Nancy Smith’s in-home studio is bright and airy. The early afternoon light streams in through a large window, illuminating the intricate paintings of women that adorn the walls. It’s these paintings—along with an accompanying piece of short prose—that will be the centerpiece of Smith’s upcoming exhibit, Women Speak.
In conjunction with International Women’s Day, the FRANK Community Gallery in Chapel Hill is hosting the Women Speak event on March 8-10. It will feature a reception on the eighth as well as a reading on the tenth. Smith’s paintings will be on display throughout the weekend.
Smith has been painting women for years and said that her art is a reflection of what is happening inside her, echoing her sadness, elation, or level of inspiration at the time of its creation.
This past February, she decided she wanted her art to serve as inspiration for other women to reflect within themselves as well. “I wanted to invite women writers to say more about their experience being a woman in this day and age,” she said.

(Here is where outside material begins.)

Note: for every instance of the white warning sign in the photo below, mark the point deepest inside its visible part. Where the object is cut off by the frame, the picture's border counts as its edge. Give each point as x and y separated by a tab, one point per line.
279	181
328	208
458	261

She reached out to the writing community and received 300 submissions from 100 women living in nine different countries, reaching as far as Sri Lanka, India, and New Zealand. Thirty winners were selected by Smith and a panel of judges and the winning prose will be displayed alongside the corresponding painting at Women Speak. The art and prose are also being made into a book titled Women Speak: Portraits, Poetry, and Prose of the Feminine Experience, which will be launched at the show on March 8.
Many of the winners will read their piece at the event, including Virginia Ewing Hudson, a cello teacher at Meredith College. Hudson said that while winning was thrilling, it felt good just to offer her voice by submitting.
“Nancy’s art is really evocative for opening your voice,” she said. “Women’s voices need to be heard and this is a wonderful way to open up and say what you want about something you’re holding inside yourself.”
Smith said that the women’s submissions were incredibly honest, vulnerable, and inspiring.
“[The writing] covers the gamut of emotions in terms of what women are dealing with,” she said. “How they’re treated, how they view the world, and how they see what’s happening politically and what it all means. It’s really pertinent to the times we have lived in, especially in this last year.”
Smith said that this whole experience has affirmed her faith in women to be supportive of one another and make change; she hopes that this exhibit encourages more women to speak their minds and to open up about their experiences.
“I want women to walk away with inspiration,” she said. “I want them to walk away with validation of their experience, that they are not alone, that a lot of women are facing the same issues they are facing. I want them to walk away with this sense of ‘I can speak my truth, too’ and even if some people aren’t willing to hear it, there is a community of women that are.”
Before this project began, Nancy Smith said she didn’t know how to publish a book, nor did she know how to evaluate submitted writing. But through the support of many women she learned how, and that support is something that Smith will take with her long after the Women Speak event has ended.
“There was so much I didn’t know how to do,” she said. “Every step of the way there was a woman to help me. It really validated my experience with women as a group, and how supportive they are of one another.”